Douglas y Beckwith se reunieron en el Despacho Oval y tomaron té sentados en sendos sillones de orejas ante el fuego. Michael quería esperar fuera, pero el presidente insistió en contar con su presencia. Se sentó en uno de los sofás, un poco alejado de los otros dos, y se dedicó a mirarse las manos mientras hablaban. Durante cinco minutos, Douglas soltó la perorata obligada sobre la lealtad y el honor que representa servir a la patria, y acto seguido el presidente habló de la importancia de las relaciones entre Estados Unidos y Gran Bretaña, así como de la situación en Irlanda del Norte.
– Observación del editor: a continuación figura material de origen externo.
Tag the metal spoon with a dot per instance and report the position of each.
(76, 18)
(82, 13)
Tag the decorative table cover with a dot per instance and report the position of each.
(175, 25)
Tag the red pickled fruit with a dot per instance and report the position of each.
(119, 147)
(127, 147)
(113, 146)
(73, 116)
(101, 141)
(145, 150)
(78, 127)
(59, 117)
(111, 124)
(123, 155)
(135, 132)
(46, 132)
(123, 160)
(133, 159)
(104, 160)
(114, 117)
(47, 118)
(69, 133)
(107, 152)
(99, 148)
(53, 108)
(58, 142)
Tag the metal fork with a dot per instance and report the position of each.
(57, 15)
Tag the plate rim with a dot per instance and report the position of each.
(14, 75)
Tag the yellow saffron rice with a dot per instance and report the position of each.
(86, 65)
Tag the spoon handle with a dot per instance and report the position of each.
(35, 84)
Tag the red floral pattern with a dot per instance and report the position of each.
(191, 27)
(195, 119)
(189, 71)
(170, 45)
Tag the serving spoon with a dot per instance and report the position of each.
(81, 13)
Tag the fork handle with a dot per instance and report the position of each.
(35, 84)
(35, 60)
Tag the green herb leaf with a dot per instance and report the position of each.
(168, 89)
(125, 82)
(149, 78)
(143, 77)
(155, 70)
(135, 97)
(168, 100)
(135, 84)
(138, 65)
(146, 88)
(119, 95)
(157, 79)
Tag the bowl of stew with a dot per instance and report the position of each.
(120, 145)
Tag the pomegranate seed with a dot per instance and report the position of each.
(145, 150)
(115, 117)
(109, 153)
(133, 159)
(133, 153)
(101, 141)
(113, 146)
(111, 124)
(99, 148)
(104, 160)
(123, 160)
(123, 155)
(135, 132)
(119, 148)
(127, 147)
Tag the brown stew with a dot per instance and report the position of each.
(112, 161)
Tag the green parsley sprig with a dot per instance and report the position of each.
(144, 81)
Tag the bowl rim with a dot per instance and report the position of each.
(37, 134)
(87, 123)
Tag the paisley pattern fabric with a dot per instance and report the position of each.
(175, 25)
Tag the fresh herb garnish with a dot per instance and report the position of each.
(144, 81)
A las diez y media, ambos hombres salieron por las puertas-ventana del despacho al jardín de rosas. Era un cálido día de invierno en Washington; el sol brillaba con fuerza, el aire era suave, y los dos hombres caminaron hacia el podio ataviados con americana, pero sin abrigo.
– Es un orgullo para mí nombrar al antiguo senador Douglas Cannon, de Nueva York, embajador en Gran Bretaña -anunció con ecuanimidad-. Douglas Cannon sirvió al gran Estado de Nueva York y al pueblo de Estados Unidos con extraordinaria dedicación tanto en el Congreso como en el Senado. Sé de primera mano que posee la inteligencia, la fuerza y la destreza necesarias para representar los intereses de esta nación en una capital tan importante como Londres.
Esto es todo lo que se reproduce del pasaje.